Years from now, movie critics will look back at “Atlas Squatted II: Just Push It Out” as a golden age. Never has the critic’s rhetoric been able to deliver high-altitude firebombing in such a target-rich environment.
Nicole
@cckids:
Having read both, I can say this is not true. Rand at least had the excuse of not writing in her native language.
(This is not praise for Atlas Shrugged, mind you.)
I’m totes going to watch it when it comes to On Demand (which will probably be in a matter of weeks). I thought the first one was a hoot. A hilariously bad hoot, but a hoot nonetheless.
quannlace
Or artisticlly. The fact that it was not released to the critics is kind of a dead giveaway.
****
On the other hand, Forbes magazine loved it!
ThresherK
How did this pass me by before?
“I now pronounce you man and knife.”
If I’m thinking of Reiner Wolfcastle (as McBain) from The Simpsons, they’re doing it wrong.
jheartney
@Sister Rail Gun of Warm Humanitarianism: The world’s supply of helium is running low. Seriously. I can understand how pumped people are about the daring feat that was just accomplished, but really, is that a good use of such a large quantity of a depleting resource?
Tara the Antisocial Social Worker
I love the self-important commercials for Atlas Shrugged II:
Maybe the Student Council election for Most Likely to Bore Classmates with Narcissistic Drivel.
owlbear1
@jheartney:
Yes, if for no other reason than we now know what happens to a human being who passes through the sound barrier while wearing only a pressure suit.
Amir Khalid
@drew42:
And that just goes to show, you can’t trust the critics’ judgement.
bcinaz
Sometimes I really miss MST3K – This sounds like a fun movie for that.
Mnemosyne
@Snarki, child of Loki:
I prefer Cinematic Titanic myself, since they have Joel, TV’s Frank, Mary Jo Pehl, and Trace Beaulieu.
Origuy
You know how bookstores put out tables of books which are recommended by teachers for their students? I’ve seen both The Fountainhead and Atlas Shrugged on those tables. What English teacher thinks those are good examples of American liturature?
Steve Finlay
I happened to see the 1949 movie of The Fountainhead on TV a few years ago. What really got my attention was the courtroom scene where Gary Cooper, playing Howard Roark, gives a long speech in his own defense. There was Cooper, using every bit of his acting ability and personal magnetism to make Roark appear noble, worthy of support and sympathy, and other good things.

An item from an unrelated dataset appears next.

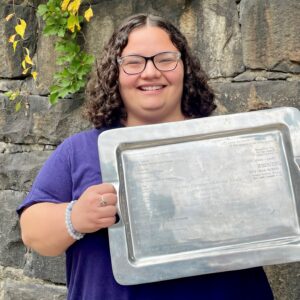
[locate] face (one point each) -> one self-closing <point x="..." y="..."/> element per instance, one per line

But no matter how well he did this (and he did do it very well), it was absolutely impossible to NOT see that the entire speech was the words and thoughts of a monster raving loony.
Mr. Wonderful
No one, living or dead, should have to read Atlas Shrugged. For those who have, and who need something to have made the effort worthwhile, there is this. It also serves as an alternative to actually having to read the hideous thing:
http://www.smashwords.com/books/view/54707
Tom Hilton
Technically, Atlas Shrugged part 2 is actually titled “Atlas Made an Indeterminate Hand Gesture”. Part 3 is going to be called “Atlas Said ‘Fugeddaboutit'”.
Patrick Phelan
The trouble is determining which MST3K, because isn’t Mike something of a crazy wingnut these days?
That said, I think he’s an entertainer first, and thus that he’d be willing to put the politics aside in favour of snarking on the art. But if I was deciding to watch someone piledrive Atlas Did His Thing, I’d want my money’s worth on EVERY POSSIBLE MOCK TARGET.
Central Planning
Maybe mistermix or DougJ know of George Grella. He writes reviews for the City Newspaper here in Rochester. I like his style of writing and he really does a great job skewering movies that really deserved it.